もし本当に安息日が日曜日に変えられたとするならば、創世記の初めから聖書が重要視している安息日の教えについて聖書が何もコメントしていないことの方が不自然なのです。

1976年、全世界を襲ったオイルショックによるエネルギー危機のとき、米国の有力なプロテスタント教会の『今日のキリスト教(Christianity Today)』誌は、「エネルギー危機を克服するために、週に一度、日曜日をみんなの休日として、エネルギーを節約するように」と提案しました。

これは日曜日を礼拝日とする多くのキリスト教会からはすんなりと受け入れられたのですが、土曜日を礼拝日とする教会からは反対されました。
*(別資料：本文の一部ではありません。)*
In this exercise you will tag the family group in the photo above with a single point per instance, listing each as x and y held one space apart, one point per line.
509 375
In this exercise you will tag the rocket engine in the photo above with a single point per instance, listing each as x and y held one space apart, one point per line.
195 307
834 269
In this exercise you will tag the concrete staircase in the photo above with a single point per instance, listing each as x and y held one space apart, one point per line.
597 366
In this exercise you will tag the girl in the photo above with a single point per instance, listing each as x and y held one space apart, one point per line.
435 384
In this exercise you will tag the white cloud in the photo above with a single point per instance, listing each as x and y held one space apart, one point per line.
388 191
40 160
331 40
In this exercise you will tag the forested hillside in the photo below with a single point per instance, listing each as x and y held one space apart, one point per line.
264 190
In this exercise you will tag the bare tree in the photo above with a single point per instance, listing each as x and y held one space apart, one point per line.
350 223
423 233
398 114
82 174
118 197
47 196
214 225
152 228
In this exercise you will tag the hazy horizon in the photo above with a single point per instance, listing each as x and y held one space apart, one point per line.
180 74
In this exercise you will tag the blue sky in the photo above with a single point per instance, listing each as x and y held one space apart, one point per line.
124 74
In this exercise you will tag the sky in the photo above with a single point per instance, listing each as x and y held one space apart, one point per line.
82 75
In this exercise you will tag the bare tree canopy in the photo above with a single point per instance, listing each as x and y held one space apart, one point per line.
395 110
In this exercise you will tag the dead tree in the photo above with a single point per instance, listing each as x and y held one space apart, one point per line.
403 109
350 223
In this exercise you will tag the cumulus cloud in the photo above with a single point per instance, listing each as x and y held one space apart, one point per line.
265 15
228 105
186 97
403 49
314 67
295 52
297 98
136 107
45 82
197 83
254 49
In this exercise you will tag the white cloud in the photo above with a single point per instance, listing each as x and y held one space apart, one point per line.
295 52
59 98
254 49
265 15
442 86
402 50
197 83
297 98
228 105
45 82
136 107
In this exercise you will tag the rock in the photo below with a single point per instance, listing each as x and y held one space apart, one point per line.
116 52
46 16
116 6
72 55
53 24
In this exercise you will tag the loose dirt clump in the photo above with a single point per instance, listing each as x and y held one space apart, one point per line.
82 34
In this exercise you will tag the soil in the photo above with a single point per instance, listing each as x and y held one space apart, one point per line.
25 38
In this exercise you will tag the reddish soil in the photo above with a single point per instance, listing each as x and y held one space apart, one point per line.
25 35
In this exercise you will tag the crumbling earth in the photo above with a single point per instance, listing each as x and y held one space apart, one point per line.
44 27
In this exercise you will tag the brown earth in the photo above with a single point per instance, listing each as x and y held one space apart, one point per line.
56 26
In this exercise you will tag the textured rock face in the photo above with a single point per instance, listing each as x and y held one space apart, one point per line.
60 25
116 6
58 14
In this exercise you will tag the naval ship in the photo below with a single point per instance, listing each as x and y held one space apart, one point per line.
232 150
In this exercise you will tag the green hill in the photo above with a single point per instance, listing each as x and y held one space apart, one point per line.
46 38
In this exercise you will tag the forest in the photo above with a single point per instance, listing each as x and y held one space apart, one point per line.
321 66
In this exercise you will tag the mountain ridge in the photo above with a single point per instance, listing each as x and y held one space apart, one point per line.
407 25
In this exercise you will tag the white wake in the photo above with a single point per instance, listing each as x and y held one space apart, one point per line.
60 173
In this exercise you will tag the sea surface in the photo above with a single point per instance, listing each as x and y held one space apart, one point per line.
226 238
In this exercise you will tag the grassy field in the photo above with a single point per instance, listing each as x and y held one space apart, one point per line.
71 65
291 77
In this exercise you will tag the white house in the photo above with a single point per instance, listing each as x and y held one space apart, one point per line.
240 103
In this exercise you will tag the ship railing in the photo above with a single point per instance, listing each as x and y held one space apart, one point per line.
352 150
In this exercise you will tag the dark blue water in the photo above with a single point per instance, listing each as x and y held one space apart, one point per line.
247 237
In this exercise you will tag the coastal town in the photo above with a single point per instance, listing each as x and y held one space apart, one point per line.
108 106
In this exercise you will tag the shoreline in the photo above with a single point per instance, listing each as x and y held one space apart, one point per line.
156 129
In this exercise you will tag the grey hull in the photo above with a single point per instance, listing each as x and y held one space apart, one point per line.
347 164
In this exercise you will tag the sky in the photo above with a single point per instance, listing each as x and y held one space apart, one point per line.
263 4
それを受けて同誌の編集者は、こう再提案したのです。

「それでは、土曜日をみんなの休日とするように提案します。プロテスタントとカトリックにとって神学的な問題はありません。キリストが週の初めの日(注・日曜日)に死からよみがえられたという事実以外には、土曜日ではなくて日曜日を聖日として守ることを要求する箇所は、聖書のどこにもないからです」(Christianity Today、1976年11月5日)。

聖書を私たちの信仰の土台とする限り、この編集者の言うように、第七日が聖書の主張する安息日であることは明白なのです。